The idea of a home economics class as an important component of a public education was conceived over 100 years ago by MIT sanitary engineer Ellen Richards and Librarian Melvil Dewey, among others. After several years of conferences at Lake Placid, the American Home Economics Association was created in 1908. Ellen Richards was a progressive woman and the first woman graduate from MIT. Throughout her career, she emphasized the influence of environment on health and well-being (Cornell).
As basic home economics classes disappear into the past, it correlates with a rise in obesity and debt. In February 2019, credit card debt reached its highest point ever, with the average American having a credit card balance of over $4,200 (cnbc.com) and, according to the CDC, adult obesity rates in 2016 hovered around 40% of the population.
I believe home economics skills are more valuable today than ever. With the rise of convenience foods, the ease to which you can acquire a credit card and our society’s disposable tendencies, our health and finances reflect the absence of basic life skills. Even our cooking shows focus on mastering a fancy French dessert rather than how to cut up a chicken.
Do I have an answer to the problem? Yes, and no. I would love to see a return of home economics to the classroom, but that is most likely not going to happen. So, perhaps we take this on ourselves and review the basics with ourselves and with our children. Our wallets and waistlines will be better off.

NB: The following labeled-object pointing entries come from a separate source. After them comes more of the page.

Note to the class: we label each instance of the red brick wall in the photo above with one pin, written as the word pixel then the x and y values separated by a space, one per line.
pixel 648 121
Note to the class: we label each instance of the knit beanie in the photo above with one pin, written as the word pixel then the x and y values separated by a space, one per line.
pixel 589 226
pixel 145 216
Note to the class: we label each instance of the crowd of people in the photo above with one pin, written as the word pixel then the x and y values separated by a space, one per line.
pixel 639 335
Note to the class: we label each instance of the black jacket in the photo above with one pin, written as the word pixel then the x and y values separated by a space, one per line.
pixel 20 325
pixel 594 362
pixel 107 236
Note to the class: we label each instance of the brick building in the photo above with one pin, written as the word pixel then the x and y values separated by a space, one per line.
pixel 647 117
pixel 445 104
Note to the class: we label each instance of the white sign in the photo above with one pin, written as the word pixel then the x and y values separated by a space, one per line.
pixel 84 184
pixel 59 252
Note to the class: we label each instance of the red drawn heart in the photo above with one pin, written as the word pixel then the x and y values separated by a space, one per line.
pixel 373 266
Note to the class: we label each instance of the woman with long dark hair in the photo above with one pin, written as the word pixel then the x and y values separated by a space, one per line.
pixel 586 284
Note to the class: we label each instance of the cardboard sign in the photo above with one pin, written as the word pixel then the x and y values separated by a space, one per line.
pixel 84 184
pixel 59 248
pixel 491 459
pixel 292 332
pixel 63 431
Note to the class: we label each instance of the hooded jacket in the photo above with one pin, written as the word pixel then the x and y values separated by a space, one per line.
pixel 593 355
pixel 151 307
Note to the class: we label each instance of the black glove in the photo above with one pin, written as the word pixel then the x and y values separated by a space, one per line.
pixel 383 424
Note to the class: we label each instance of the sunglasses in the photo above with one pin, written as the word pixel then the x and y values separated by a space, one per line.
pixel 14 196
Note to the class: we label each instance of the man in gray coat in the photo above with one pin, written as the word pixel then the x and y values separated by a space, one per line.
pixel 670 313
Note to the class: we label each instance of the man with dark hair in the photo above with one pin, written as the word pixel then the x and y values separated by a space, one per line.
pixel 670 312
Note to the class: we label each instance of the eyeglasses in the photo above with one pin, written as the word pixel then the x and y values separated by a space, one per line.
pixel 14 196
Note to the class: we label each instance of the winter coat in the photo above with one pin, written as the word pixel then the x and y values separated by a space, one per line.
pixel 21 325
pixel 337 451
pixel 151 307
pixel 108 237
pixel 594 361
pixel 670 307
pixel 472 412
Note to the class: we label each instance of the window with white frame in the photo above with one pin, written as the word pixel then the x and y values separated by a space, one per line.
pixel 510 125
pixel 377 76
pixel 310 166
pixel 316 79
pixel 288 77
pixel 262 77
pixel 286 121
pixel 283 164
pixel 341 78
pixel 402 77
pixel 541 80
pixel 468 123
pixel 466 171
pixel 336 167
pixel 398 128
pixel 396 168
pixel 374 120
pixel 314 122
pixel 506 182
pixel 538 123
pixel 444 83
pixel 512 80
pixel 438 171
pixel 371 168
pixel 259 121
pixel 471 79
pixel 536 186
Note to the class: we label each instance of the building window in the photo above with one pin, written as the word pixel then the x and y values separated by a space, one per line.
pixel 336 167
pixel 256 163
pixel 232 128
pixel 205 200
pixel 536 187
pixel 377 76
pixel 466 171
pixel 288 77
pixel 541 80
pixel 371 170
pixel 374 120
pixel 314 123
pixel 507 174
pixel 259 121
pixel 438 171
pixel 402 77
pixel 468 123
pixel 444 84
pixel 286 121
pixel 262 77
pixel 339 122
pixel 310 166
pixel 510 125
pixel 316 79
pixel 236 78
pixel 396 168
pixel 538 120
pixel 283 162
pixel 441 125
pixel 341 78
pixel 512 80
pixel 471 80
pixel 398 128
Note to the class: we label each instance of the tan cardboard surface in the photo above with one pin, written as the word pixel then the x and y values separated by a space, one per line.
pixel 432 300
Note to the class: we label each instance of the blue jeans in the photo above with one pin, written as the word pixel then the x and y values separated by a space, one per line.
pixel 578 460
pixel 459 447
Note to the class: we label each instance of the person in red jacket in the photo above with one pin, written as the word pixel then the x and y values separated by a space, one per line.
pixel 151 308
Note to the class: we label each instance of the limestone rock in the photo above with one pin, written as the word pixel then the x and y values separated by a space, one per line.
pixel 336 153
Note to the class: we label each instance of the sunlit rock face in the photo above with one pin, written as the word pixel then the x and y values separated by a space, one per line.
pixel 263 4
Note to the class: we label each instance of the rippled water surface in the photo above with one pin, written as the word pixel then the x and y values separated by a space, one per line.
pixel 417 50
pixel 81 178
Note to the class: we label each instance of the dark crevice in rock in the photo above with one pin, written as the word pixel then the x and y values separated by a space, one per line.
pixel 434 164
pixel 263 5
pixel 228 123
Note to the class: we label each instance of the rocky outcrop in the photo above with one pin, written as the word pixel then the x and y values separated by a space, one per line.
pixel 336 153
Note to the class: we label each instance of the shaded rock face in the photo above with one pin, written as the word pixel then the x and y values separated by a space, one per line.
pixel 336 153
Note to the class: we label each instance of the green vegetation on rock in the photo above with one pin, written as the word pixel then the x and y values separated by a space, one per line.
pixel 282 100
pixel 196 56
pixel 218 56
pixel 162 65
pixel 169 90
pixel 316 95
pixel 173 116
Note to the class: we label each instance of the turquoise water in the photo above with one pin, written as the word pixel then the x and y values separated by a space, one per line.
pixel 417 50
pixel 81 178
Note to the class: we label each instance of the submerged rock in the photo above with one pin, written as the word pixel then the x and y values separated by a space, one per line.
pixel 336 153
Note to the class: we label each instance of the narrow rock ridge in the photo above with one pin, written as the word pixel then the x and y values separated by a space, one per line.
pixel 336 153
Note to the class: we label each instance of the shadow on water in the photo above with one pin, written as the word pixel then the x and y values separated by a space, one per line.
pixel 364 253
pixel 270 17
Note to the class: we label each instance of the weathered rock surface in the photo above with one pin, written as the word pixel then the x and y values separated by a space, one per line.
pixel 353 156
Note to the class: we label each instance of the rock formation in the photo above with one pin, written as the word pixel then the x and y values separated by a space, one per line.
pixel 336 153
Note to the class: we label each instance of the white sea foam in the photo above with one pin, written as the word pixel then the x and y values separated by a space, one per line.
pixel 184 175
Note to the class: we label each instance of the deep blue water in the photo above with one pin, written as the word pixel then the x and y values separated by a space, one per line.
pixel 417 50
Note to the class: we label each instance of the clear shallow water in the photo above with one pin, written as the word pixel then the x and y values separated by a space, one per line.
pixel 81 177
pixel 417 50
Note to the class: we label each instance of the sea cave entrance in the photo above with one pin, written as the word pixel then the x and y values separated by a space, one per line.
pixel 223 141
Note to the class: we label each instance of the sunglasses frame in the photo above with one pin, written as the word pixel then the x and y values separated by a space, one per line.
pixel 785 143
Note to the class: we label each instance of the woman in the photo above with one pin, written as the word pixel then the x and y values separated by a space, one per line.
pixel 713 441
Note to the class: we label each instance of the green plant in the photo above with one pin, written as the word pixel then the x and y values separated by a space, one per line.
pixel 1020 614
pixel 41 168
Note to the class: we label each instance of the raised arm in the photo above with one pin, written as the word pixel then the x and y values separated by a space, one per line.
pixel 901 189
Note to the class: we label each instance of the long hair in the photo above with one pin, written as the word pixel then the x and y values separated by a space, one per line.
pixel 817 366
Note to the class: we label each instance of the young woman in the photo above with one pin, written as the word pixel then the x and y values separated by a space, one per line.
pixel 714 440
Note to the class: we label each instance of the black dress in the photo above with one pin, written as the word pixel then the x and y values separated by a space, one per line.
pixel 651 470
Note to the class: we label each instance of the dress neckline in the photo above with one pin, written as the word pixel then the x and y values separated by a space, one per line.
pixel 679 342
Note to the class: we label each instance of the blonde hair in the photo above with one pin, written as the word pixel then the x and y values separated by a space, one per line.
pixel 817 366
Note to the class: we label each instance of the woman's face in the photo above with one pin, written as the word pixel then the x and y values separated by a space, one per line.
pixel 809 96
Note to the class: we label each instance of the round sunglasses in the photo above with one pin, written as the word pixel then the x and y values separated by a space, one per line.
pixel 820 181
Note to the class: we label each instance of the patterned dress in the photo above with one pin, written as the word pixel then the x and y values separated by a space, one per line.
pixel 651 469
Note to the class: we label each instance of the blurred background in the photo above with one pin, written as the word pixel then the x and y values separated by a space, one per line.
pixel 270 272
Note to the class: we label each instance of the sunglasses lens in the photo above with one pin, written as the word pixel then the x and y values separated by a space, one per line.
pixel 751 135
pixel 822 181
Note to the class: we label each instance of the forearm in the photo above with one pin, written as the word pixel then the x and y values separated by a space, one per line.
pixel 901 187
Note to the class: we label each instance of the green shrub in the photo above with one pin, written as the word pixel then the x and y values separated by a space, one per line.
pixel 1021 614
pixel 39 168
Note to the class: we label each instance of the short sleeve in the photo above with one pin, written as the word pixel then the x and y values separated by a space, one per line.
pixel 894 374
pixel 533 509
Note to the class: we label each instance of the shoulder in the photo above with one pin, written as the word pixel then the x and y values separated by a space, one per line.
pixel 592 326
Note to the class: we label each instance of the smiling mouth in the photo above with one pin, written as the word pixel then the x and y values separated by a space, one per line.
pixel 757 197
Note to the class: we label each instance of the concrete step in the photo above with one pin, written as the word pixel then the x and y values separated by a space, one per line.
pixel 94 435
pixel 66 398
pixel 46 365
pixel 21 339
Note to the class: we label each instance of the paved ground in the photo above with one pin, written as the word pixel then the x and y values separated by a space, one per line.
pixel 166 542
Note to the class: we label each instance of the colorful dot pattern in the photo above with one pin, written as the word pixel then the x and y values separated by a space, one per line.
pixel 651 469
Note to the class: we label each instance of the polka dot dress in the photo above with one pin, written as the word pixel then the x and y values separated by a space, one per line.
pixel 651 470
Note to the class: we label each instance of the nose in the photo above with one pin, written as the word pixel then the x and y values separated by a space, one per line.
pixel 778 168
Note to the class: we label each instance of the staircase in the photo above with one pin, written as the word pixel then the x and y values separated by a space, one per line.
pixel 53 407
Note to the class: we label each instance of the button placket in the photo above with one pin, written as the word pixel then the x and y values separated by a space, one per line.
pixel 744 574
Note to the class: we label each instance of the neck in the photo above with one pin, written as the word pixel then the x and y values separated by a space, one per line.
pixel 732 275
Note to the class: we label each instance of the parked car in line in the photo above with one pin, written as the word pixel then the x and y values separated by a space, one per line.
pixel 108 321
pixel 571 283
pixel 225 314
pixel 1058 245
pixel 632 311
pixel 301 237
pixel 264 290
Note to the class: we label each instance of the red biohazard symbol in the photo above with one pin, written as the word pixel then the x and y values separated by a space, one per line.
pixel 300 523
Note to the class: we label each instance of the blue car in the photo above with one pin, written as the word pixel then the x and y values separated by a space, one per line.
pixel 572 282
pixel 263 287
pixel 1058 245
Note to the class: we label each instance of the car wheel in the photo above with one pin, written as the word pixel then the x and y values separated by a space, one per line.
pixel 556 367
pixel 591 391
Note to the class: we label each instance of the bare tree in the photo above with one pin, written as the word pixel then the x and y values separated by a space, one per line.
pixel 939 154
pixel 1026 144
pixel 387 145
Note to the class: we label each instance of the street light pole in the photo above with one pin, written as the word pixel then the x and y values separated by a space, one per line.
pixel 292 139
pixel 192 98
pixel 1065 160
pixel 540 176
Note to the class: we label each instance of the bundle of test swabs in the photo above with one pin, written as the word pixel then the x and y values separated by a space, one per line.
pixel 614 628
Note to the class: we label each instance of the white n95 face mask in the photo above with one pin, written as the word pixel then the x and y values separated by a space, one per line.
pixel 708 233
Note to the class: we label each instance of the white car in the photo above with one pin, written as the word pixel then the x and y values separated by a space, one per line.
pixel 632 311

My daughter shared an epiphany with me the other day. She said, “I know the quadratic formula, Mom, but I don’t know how to do my taxes.” As karma would have it, I just popped a button on my shirt. Luckily, I know how to sew it back on. My home economics teacher showed me back in 1983…
Cathy Schmidt writes from Trappe where she and her husband Chef Brian Schmidt own Garden and Garnish Catering. A food explorer, Cathy loves to garden and cook from scratch.
For kicks and giggles, I ran the numbers on a basic home cooked dinner for four to six people. I used Giant Food store brand prices.
The $2.22 Per Person Meal
1 whole chicken (average 4-5 pounds) at $1.49/pound
white rice ($1.79 for two pounds)
large bagged carrots ($1.79 for two pounds)
salad: 1 head of red leaf lettuce ($1.99)
cucumbers (2 for $3)
cherry tomatoes ($2.99 per pint)
diced carrots (from above)
olive oil ($4.99 for 16 ounces)
apple cider vinegar ($1.29 for 16 ounces)
The meal is a whole baked chicken with cooked rice, cooked sliced carrots with a basic salad. To jazz it up, you could sprinkle the chicken with celery salt and thyme, chop fresh parsley and add it to the rice, add butter and brown sugar to the sliced carrots to make “glazed carrots.” The salad dressing could be enhanced with salt, pepper and garlic powder to taste. With these additions, I would add another 42 cents per person for a total of $2.64 per person. The finished meal would use only a portion of the rice, carrots, cucumber, tomatoes, olive oil, vinegar and extras purchased. Keep in mind, as you would not be using all that you buy, the cost per person does not reflect the total cost of everything purchased. Additionally, the leftover ingredients should be used for a future meal.